For the Seattle Seahawks, this spring has been about far more than just voluntary practices.

After defensive end Bruce Irvin received a four-game suspension last month for failing a test for performance enhancing drugs, the Seahawks have held several meetings, some led just by players, others run by coaches, and taken other steps to try to prevent other players from making similar mistakes.

"We have extraordinary commitment to what we do on the football field, with our training and our preparation and all of that. Our commitment has been called on to expand to 24-7, that's what it amounts to," head coach Pete Carroll told USA TODAY Sports on Thursday after his team was dismissed following the final meetings of the voluntary organized team activity period. "Everyone is involved in this."

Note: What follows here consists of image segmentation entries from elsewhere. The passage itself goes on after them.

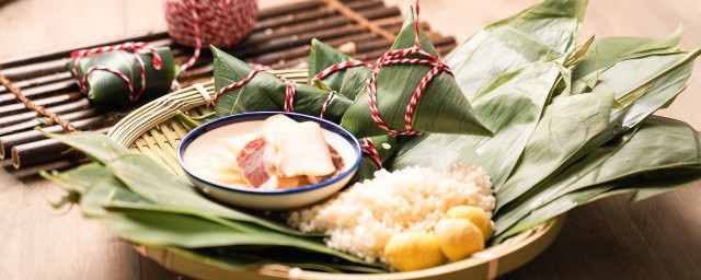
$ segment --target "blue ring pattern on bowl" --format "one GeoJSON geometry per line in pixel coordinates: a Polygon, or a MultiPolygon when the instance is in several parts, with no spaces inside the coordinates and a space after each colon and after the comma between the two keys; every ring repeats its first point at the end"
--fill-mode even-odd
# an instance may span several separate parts
{"type": "Polygon", "coordinates": [[[322,118],[318,118],[318,117],[312,117],[312,116],[308,116],[308,115],[302,115],[302,114],[297,114],[297,113],[283,113],[283,112],[253,112],[253,113],[242,113],[242,114],[237,114],[237,115],[231,115],[231,116],[226,116],[226,117],[221,117],[215,120],[210,120],[195,129],[193,129],[192,131],[189,131],[184,138],[183,140],[180,142],[180,144],[177,145],[177,163],[180,164],[180,166],[183,168],[183,171],[185,171],[185,173],[187,174],[187,176],[189,176],[191,178],[194,178],[196,180],[199,180],[202,183],[205,183],[207,185],[217,187],[217,188],[221,188],[221,189],[226,189],[226,190],[233,190],[233,191],[238,191],[238,192],[243,192],[243,194],[254,194],[254,195],[287,195],[287,194],[297,194],[297,192],[301,192],[301,191],[307,191],[307,190],[312,190],[312,189],[317,189],[317,188],[321,188],[324,186],[327,186],[330,184],[333,184],[342,178],[345,178],[346,176],[348,176],[352,172],[354,172],[359,165],[360,165],[360,159],[363,158],[363,152],[360,150],[360,142],[358,142],[358,139],[356,139],[350,132],[348,132],[347,130],[345,130],[344,128],[342,128],[341,126],[331,122],[329,120],[322,119],[322,118]],[[187,165],[185,164],[185,161],[183,161],[183,153],[185,152],[185,150],[187,150],[187,147],[195,141],[198,137],[207,133],[210,130],[220,128],[220,127],[225,127],[231,124],[237,124],[237,122],[244,122],[244,121],[256,121],[256,120],[265,120],[268,117],[275,116],[275,115],[285,115],[296,121],[306,121],[306,120],[310,120],[310,121],[314,121],[318,122],[321,128],[329,130],[333,133],[336,133],[341,137],[343,137],[344,140],[348,141],[350,143],[350,145],[353,145],[353,151],[356,154],[356,161],[353,164],[353,166],[350,168],[348,168],[347,171],[336,175],[335,177],[318,183],[318,184],[313,184],[313,185],[308,185],[308,186],[303,186],[303,187],[299,187],[299,188],[289,188],[289,189],[276,189],[276,190],[248,190],[248,189],[242,189],[242,188],[234,188],[234,187],[229,187],[229,186],[225,186],[205,178],[202,178],[195,174],[193,174],[189,168],[187,167],[187,165]]]}

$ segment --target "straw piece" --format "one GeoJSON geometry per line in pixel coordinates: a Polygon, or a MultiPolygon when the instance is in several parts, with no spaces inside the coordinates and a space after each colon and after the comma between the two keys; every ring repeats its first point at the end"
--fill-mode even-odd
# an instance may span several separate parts
{"type": "Polygon", "coordinates": [[[5,79],[4,75],[2,74],[0,74],[0,83],[2,83],[2,85],[4,85],[5,89],[8,89],[12,94],[14,94],[18,101],[24,104],[24,107],[26,107],[27,109],[34,110],[42,116],[47,117],[50,120],[50,125],[59,125],[64,128],[64,131],[66,132],[78,131],[73,126],[70,125],[68,120],[62,119],[58,114],[54,114],[47,110],[44,106],[36,105],[34,102],[30,101],[26,96],[22,94],[20,89],[15,88],[14,84],[12,84],[12,82],[5,79]]]}

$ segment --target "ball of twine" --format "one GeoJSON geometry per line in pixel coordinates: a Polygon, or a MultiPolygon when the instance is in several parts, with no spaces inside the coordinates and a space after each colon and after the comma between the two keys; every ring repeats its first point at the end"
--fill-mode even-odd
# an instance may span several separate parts
{"type": "Polygon", "coordinates": [[[170,36],[191,47],[231,47],[258,18],[257,0],[166,0],[164,9],[170,36]]]}

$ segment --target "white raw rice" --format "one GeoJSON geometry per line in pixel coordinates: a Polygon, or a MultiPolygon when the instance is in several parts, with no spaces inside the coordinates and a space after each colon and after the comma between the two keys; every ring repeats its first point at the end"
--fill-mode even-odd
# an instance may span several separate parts
{"type": "Polygon", "coordinates": [[[481,167],[380,170],[374,179],[321,205],[290,212],[288,223],[303,232],[327,234],[331,248],[386,262],[382,252],[394,234],[430,232],[456,206],[480,207],[491,217],[494,205],[492,183],[481,167]]]}

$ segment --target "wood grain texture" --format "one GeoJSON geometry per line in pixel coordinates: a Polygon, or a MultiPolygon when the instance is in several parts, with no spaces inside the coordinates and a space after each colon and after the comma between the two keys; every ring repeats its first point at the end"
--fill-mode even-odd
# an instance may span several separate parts
{"type": "MultiPolygon", "coordinates": [[[[285,0],[261,0],[269,7],[285,0]]],[[[410,0],[387,0],[407,7],[410,0]]],[[[422,20],[462,40],[535,0],[422,2],[422,20]]],[[[0,57],[85,45],[165,26],[160,1],[22,0],[0,5],[0,57]],[[101,12],[107,11],[107,12],[101,12]]],[[[591,1],[583,37],[663,37],[701,46],[698,0],[591,1]]],[[[697,63],[697,67],[701,65],[697,63]]],[[[701,129],[701,73],[660,114],[701,129]]],[[[77,209],[55,210],[61,190],[0,171],[0,279],[186,279],[143,259],[77,209]]],[[[611,198],[571,212],[555,243],[503,279],[701,279],[701,188],[635,205],[611,198]]]]}

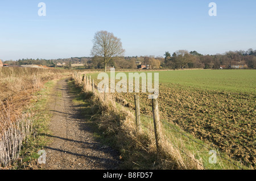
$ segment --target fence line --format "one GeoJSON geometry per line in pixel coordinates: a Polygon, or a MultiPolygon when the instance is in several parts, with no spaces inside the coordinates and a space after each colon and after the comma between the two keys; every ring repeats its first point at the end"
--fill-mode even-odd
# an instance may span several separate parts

Irvin is the league-high fifth Seahawks player to be suspended under the league's PED policy since Carroll and general manager John Schneider arrived in Seattle in 2010, joining cornerback Brandon Browner (2012), safety Winston Guy (2012), offensive tackle Alan Barbre (2012), and guard John Moffitt (2011).

A sixth player, cornerback Richard Sherman, had his suspension overturned on appeal last December after successfully arguing there had been a flaw in the testing procedure. (Another, former practice squad running back Vai Taua, was suspended by the team for four games in 2011, and the Tacoma News-Tribune reported Taua tested positive for a PED.)